Ms. Arlander, an avid triathlete who has competed in a number of Ironman triathlons, may have an opportunity at Alcatraz now that she is re-locating to San Francisco to “establish a Western front” and look at additional deals. BSMB has already indicated that operations for Camelbak will remain in Petaluma, CA.

CamelBak has been owned since 1995 by The Kransco Group, a San Francisco-based holding company controlled by John Bowes. According to a story in the San Francisco Chronicle, Kransco only ponied up about $4 million for CamelBak, which was named FasTrak Systems and based in Weatherford, TX at the time. Bowes moved the company to Petaluma to be closer to Kransco and higher caliber management talent.

Kransco sold Yakima Products to Watermark Paddlesports in August 2001 in a deal valued at roughly $91 million. J.P. Morgan also brokered that deal. Bowes bought Yakima, which was earning nearly $2 million on $20 million annual sales, for about $1 million in cash plus assumption of $15 million of debt. Bowes said they had more than doubled sales to $52 million and increased profits five-fold to around 19% of sales, according to the Chronicle piece.

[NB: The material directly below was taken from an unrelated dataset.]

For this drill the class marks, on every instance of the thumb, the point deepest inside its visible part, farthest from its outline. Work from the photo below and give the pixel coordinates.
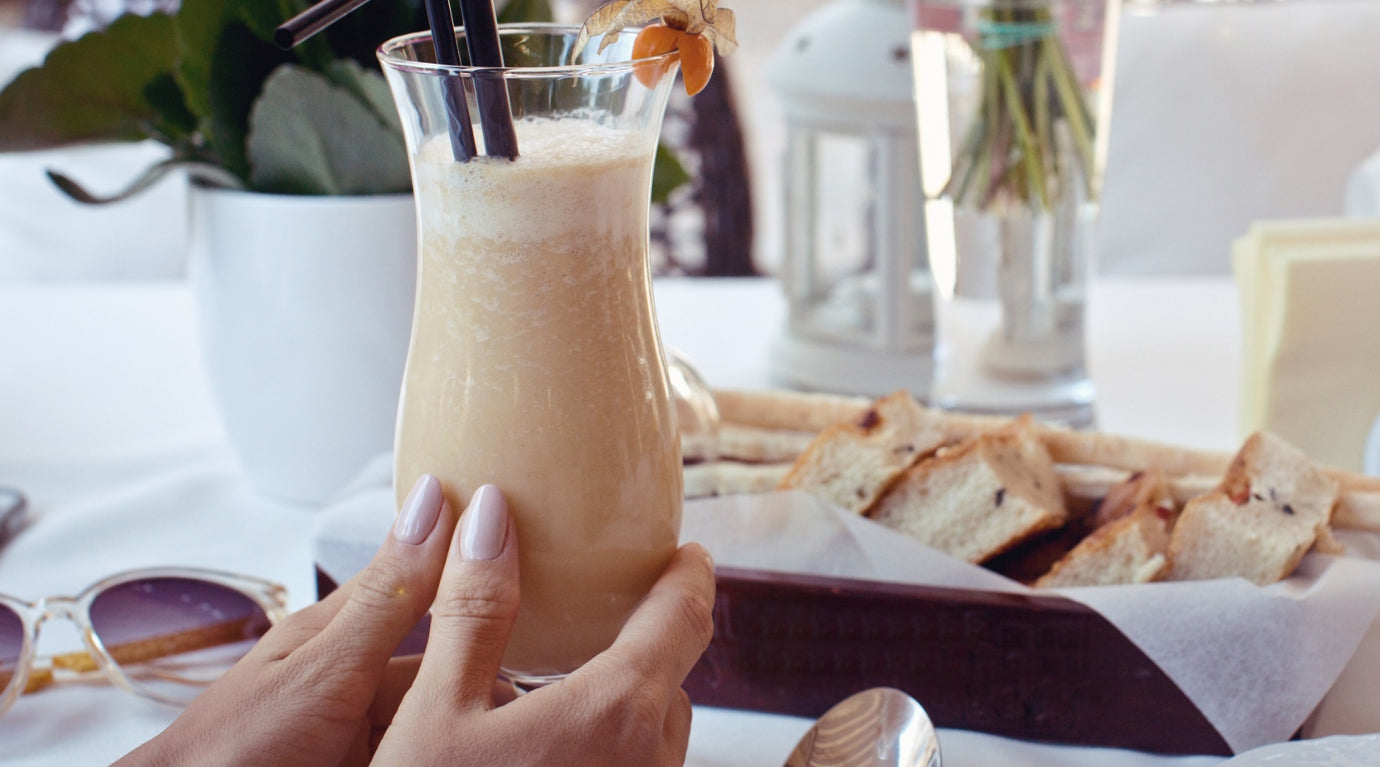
(475, 606)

The Camelbak deal was rumored to be worth somewhere between 6.5x and 8.2x CamelBak's annualized EBITDA.

B.O.S.S. discovered in talks with BSMB that the lower figure was “way too low” and the upper figure “a bit too high”, with Ms. Arlander saying that the 6.5x and 8.2x multiple “numbers are incorrect”.

The CamelBak acquisition is expected to close by the end of the month.